Israel’s ambassador to Sweden vandalized a work of “art” approving of Palestinian terrorism, and while I do not agree with the form of his action, I agree with its spirit. Here’s the best part of New York Sun columnist Hillel Halkin’s column on the subject:

[The] “artistic installation” depict[ed] the young Palestinian woman who carried out the Maxim bombing, Hanadi Jaradat, as Snow White floating in a pool of blood-colored liquid beside a lyrical text….

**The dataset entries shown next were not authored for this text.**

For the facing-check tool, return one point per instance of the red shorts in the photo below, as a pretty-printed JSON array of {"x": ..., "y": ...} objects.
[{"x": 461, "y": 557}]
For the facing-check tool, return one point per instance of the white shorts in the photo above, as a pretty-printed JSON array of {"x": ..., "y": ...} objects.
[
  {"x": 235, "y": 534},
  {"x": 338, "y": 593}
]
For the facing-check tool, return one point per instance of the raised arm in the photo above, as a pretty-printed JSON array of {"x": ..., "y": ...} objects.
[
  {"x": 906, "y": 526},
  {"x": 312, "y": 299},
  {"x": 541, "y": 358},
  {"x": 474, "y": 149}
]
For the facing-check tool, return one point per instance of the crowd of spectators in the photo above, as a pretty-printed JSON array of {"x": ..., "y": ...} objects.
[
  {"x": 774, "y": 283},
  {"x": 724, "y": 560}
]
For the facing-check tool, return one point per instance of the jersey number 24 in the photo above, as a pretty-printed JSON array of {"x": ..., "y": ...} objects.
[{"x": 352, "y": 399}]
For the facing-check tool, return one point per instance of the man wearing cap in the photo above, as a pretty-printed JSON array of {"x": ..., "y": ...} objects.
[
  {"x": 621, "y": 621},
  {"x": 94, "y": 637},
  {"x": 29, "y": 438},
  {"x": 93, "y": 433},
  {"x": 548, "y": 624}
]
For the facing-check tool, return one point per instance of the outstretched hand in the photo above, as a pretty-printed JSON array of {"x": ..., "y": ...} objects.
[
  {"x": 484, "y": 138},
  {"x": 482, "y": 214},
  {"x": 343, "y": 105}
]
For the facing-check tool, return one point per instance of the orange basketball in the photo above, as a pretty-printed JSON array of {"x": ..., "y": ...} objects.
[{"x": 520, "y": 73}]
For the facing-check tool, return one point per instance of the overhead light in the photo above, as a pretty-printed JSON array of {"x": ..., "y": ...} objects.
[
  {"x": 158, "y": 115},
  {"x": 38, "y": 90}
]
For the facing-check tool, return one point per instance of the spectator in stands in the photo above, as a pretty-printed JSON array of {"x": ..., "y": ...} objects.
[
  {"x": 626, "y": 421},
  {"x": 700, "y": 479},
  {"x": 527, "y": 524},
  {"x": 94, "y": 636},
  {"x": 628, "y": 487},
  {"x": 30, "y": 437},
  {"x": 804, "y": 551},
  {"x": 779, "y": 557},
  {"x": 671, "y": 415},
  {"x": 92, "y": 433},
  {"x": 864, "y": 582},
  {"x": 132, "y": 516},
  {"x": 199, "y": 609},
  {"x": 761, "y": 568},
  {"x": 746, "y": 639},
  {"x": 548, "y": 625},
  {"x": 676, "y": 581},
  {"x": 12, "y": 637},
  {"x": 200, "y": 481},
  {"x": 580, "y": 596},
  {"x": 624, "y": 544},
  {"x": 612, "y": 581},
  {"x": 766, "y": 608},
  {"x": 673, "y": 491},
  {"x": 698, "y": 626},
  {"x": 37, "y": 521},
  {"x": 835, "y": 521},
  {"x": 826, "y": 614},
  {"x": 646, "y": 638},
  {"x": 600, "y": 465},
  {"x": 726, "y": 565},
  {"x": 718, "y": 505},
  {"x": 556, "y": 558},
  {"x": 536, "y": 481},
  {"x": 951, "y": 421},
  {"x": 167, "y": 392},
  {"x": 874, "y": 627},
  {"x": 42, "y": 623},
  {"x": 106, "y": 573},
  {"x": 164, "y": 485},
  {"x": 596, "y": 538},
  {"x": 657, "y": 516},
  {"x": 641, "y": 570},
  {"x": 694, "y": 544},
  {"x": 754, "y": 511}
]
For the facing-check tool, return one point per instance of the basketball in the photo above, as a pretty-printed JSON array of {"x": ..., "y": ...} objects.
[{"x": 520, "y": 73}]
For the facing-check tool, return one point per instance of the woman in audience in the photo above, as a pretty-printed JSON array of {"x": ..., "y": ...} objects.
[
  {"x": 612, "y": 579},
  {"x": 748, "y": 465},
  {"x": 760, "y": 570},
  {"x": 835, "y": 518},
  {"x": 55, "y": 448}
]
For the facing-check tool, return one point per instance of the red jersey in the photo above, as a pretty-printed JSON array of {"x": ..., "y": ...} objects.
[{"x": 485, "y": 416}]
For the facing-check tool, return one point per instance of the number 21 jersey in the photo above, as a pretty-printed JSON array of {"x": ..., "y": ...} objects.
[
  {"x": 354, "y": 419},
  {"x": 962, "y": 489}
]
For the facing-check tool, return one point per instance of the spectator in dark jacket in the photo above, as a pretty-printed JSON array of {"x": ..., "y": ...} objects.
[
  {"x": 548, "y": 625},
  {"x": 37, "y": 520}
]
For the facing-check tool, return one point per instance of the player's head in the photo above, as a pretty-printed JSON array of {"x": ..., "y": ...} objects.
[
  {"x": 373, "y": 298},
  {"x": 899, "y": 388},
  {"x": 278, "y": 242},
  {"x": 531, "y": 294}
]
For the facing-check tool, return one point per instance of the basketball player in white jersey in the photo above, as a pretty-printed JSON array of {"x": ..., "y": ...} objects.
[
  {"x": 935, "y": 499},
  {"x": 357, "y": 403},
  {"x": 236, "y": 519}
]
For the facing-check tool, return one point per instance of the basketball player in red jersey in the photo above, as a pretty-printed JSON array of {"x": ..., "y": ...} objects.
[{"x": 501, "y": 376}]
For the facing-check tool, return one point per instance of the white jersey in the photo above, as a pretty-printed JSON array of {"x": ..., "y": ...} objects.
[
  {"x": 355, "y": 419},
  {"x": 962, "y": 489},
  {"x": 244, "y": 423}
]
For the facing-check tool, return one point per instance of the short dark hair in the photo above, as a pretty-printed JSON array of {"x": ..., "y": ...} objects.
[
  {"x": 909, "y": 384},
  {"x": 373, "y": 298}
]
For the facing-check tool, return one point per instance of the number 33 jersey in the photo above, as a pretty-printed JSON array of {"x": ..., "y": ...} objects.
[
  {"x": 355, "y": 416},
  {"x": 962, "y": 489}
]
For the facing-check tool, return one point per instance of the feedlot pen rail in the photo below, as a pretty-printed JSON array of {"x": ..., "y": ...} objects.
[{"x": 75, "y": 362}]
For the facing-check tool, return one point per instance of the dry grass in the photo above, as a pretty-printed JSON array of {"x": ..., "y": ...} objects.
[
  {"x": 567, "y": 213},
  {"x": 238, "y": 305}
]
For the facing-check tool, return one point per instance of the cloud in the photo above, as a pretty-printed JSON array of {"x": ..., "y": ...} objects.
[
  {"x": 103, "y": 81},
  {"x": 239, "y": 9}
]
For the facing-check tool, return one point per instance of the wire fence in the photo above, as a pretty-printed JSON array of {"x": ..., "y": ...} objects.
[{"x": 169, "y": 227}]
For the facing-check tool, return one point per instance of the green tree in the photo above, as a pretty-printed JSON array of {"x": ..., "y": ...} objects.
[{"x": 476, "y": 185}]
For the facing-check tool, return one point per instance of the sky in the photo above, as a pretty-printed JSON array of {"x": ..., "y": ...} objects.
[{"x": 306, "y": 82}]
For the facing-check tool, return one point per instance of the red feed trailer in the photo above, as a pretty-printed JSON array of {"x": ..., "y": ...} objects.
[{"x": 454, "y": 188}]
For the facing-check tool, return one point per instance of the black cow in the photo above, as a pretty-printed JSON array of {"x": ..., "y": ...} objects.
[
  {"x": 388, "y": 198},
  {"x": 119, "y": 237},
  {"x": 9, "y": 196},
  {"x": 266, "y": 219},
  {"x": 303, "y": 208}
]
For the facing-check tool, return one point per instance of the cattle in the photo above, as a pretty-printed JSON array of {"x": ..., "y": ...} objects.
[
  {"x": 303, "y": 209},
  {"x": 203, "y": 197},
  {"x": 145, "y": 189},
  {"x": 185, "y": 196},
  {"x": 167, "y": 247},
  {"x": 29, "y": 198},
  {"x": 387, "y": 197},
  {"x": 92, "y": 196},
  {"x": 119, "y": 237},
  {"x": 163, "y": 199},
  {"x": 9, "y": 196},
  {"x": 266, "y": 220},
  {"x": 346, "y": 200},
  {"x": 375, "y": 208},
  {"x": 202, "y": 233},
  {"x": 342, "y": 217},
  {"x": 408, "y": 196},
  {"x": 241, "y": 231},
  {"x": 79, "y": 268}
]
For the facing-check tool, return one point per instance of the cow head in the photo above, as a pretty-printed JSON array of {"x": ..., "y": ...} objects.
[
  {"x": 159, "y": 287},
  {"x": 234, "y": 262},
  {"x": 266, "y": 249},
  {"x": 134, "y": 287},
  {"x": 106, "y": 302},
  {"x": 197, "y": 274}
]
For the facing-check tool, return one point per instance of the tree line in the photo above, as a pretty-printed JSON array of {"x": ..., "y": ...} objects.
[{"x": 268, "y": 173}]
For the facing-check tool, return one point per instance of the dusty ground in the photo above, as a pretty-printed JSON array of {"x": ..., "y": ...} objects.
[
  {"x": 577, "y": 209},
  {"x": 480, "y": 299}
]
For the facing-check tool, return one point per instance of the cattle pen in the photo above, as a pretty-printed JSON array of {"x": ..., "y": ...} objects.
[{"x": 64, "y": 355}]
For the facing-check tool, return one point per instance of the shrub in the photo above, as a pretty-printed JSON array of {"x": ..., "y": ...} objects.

Jaradat would have gladly murdered me too; the text, which concluded with the line “and the red [of the blood shed in the restaurant] looked beautiful upon the white [of Jaradat’s clothing in the floating photograph of her],” made it clear that the artist… sympathized with what she did; and so the museum’s exhibit, ironically meant to accompany an international conference on genocide set to open in Stockholm next week, was in effect approving of my and my family’s murder.

… Nor did I, in my first reaction, give a damn for the Swedish government’s declaration that it was “unacceptable” for him “to destroy art”–not when the art in question was proposing to destroy me. (The ambassador did not, by the way, destroy the installation, but rather disconnected the electricity illuminating it and tossed one of its spotlights into the liquid.)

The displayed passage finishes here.